Refreshing Repo Connect

As your repository evolves, you can refresh the Repo Connect analysis to capture new changes, dependencies, or build processes:
await runloop.api.repositories.refresh(id='REPO_CONNECT_ID')
This allows you to see the progression of your development environment and ensure your AI agent always has the most current understanding of your project.

Best Practices

Repository Preparation

  1. Standard Build Files: Use conventional build files (package.json, requirements.txt, Makefile) when possible
  2. Environment Files: Include .env.example or similar files to help identify required environment variables.

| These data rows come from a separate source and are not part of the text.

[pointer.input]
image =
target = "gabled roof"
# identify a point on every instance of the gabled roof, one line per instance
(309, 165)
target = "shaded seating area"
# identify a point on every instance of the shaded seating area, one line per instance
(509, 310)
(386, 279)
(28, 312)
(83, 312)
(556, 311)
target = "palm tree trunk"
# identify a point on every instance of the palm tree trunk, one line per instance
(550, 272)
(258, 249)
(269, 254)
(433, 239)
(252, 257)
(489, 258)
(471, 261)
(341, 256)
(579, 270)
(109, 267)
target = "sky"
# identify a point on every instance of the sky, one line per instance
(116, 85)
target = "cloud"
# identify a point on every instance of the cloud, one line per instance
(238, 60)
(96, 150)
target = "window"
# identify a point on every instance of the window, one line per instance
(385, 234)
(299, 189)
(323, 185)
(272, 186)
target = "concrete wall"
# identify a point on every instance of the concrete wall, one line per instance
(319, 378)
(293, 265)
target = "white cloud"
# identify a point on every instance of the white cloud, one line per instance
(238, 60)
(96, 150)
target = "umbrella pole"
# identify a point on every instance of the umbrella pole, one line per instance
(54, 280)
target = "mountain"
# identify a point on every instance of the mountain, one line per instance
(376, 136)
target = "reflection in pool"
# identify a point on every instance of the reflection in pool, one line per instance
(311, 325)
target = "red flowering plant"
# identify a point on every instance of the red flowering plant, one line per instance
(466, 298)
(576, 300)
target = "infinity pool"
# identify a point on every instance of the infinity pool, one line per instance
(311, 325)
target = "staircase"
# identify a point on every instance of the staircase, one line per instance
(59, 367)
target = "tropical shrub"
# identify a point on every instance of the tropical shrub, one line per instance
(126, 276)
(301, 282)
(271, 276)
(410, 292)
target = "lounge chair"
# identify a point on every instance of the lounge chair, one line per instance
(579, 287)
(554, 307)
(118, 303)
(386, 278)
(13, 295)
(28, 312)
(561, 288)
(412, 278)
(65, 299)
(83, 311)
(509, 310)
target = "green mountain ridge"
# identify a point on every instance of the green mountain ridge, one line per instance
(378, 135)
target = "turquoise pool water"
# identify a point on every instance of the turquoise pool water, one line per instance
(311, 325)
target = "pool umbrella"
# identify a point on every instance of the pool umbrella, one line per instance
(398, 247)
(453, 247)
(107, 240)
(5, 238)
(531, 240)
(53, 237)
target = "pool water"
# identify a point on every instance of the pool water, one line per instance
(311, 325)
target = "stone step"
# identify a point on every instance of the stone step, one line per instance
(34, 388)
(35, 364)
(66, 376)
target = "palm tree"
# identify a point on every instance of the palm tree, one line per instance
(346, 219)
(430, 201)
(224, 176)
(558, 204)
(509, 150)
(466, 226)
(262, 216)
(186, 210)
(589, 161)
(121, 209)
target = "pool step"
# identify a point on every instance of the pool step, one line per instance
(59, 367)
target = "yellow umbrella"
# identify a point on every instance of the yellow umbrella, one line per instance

Repo Connect will ask for secret values if required

Token Security

  1. Use GitHub tokens with appropriate repository access permissions
  2. Regularly rotate your tokens and update Repo Connect configurations
  3. Monitor token usage and revoke access if needed

Blueprint Management

  1. Review generated blueprints to ensure they capture your project’s requirements accurately
  2. Version your blueprints alongside your code to maintain consistency
  3. Test blueprints with fresh Devbox instances to verify completeness
Repo Connect works best with repositories that follow standard project conventions and include clear build instructions. For complex or non-standard setups, review the partial analysis results and add any missing configuration details.